Primeiros
Passos
Wanderlino
Arruda
Não sei bem porque, mas ser jornalista era um sonho
que eu acalentava há muito tempo, bem antes de ter-me
mudado para Montes Claros, nos meus adolescentes dias de Taiobeiras,
tempos de convívio com tudo que um ainda quase menino
poderia sonhar. Escrever para jornais e revistas, naquela
época já não me parecia uma coisa totalmente
impossível, tinha cheiro de realidade, com boa marca
de prazo por acontecer. Na verdade, foi de lá o bom
começo, nos meus primeiros exercícios de charadismo
e de palavras cruzadas, quando não me limitava à
passividade das decifrações, mas indo com determinação
a bem mais do que isso: passei a compor charadas e a construir
os primeiros desenhos e armar as primeiras batalhas de vocábulos
e siglas, encaminhando-os à Revista "Libertas",
que a Polícia Militar publicava em Belo Horizonte e
à "Revista da Marinha", que o Ministério
da Marinha editava no Rio de Janeiro. Era uma experiência
e tanto, uma grande alegria ao ver textos e nome publicados
em letras de imprensa. Aníbal Rego, amigo e companheiros
de estudos, um dos melhores professores que já tive,
muito me incentivou, procurando valorizar meus primeiros passos
nesse tipo de atividade na imprensa. Desenhar a nanquim eu
sabia de alguma forma, o que eu não sabia era datilografar,
que era coisa difícil em cidade de interior. Foi aí
que Ageu Almeida, outro amigo, nas horas de folga da farmácia,
me deu grande ajuda, ensinando-me, corrigindo e, mesmo, passando
a limpo minhas primeiras produções. Foi uma
boa escola, coisa de jamais me esquecer.
Depois, vendo meu esforço, meu interesse, meu pai comprou
uma máquina de escrever e um método simplificado
de datilografia. Foi para mim, não tenho dúvida,
uma fase de encantamento e alegria. Ainda me lembro de tudo
como se fosse hoje: coloquei máquina e livro em cima
da canastra de madeira e couro, que havia no meu quarto, bem
em frente à janela para aproveitar a claridade, e passei
a gastar nos exercícios resmas inteiras de papel almaço,
batendo e rebatendo as quatro carreiras de teclas - dedos
das duas mãos - até adquirir razoável
destreza para escrever bilhetes, cartas e pequenos relatos
de acontecimentos de cada dia.
Foi assim que – quase datilógrafo - cheguei a
Montes Claros, em janeiro de 1951, já com meio caminho
andado para trabalhar em jornal. Quando o prefeito Enéas
Mineiro e médico Luiz Pires fundaram “O Jornal
de Montes Claros”, alvoroçado, vi abrirem para
mim as portas de uma nova profissão, sentindo mesmo
que o grande sonho poderia transformar-se em realidade.
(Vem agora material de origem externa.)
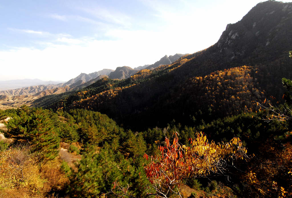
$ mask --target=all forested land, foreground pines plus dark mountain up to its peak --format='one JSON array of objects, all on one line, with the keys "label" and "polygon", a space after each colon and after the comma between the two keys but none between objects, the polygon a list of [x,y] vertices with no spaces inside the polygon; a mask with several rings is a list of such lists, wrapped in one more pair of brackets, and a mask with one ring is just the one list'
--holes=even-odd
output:
[{"label": "all forested land, foreground pines plus dark mountain up to its peak", "polygon": [[292,197],[291,26],[259,3],[205,50],[0,110],[0,197]]}]

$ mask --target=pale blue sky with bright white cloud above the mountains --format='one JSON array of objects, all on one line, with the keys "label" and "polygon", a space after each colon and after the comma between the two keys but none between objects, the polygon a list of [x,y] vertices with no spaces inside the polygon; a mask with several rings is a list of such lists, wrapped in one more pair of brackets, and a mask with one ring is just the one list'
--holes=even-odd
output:
[{"label": "pale blue sky with bright white cloud above the mountains", "polygon": [[0,0],[0,81],[68,81],[215,44],[256,0]]}]

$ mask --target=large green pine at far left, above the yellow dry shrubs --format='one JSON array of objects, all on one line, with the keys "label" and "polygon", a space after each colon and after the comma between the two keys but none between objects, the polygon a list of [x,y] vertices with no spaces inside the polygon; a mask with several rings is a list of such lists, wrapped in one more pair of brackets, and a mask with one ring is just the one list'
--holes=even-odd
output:
[{"label": "large green pine at far left, above the yellow dry shrubs", "polygon": [[58,128],[54,127],[48,111],[22,106],[16,113],[7,124],[8,131],[5,136],[13,137],[19,142],[27,142],[33,152],[42,152],[44,158],[54,159],[59,152],[60,138]]}]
Nada,
porém, aconteceu, porque o excesso de trabalho no comércio,
as tarefas no Colégio Diocesano, a leitura de pelo
menos um livro por semana, as cartas para a namorada, tudo,
tudo não deixava tempo para o futuro jornalista. Na
faixa dos sonhos quase reais, num querer muito, acompanhei,
mais do que interessado, a primeira fase do jornal, principalmente
as polêmicas entre professor Pedro Sant”Ana e
o jovem médico João Valle Maurício.
Depois veio a política estudantil no grêmio do
Instituto Norte Mineiro, com eleições perdidas
e eleições ganhas, liderança construída
quase a ferro e fogo. Foi também nesse tempo que recebi
de Waldir Senna a presidência do Diretório dos
Estudantes, numa velha sala da rua Doutor Santos, em frente
ao Hotel São José. E daí, para quem vinha
de tão longe na vida estudar de favor, o novo cargo
era um brilho súbito, uma quase consagração,
nome diariamente no rádio e pelo menos duas vezes por
semana nos jornais. Deve ter sido por isso que o professor
José Márcio de Aguiar, que não era tão
meu amigo como o era de Haroldo Lívio, resolveu atender
o pedido de Oswaldo Antunes e me mandar para o JMC. Antes,
recomendou-me o máximo de respeito à gramática,
cuidados no contato com o público, e mais do que isso:
nunca esperar do jornalismo a riqueza de saldos bancários,
porque jornalismo teria que ser sempre um sacerdócio,
ou mais do que isso.
Trabalhei três meses sem ver cor de dinheiro, tudo completamente
de graça e até com alguma despesa saída
do meu próprio bolso. Depois, Oswaldo destinou ao jovem
e apressado repórter o diminuto salário de mil
cruzeiros, sominha que nem dava para pagar um mês inteiro
à pensão de D. Duca.
Um bom começo. Claro, um bom começo!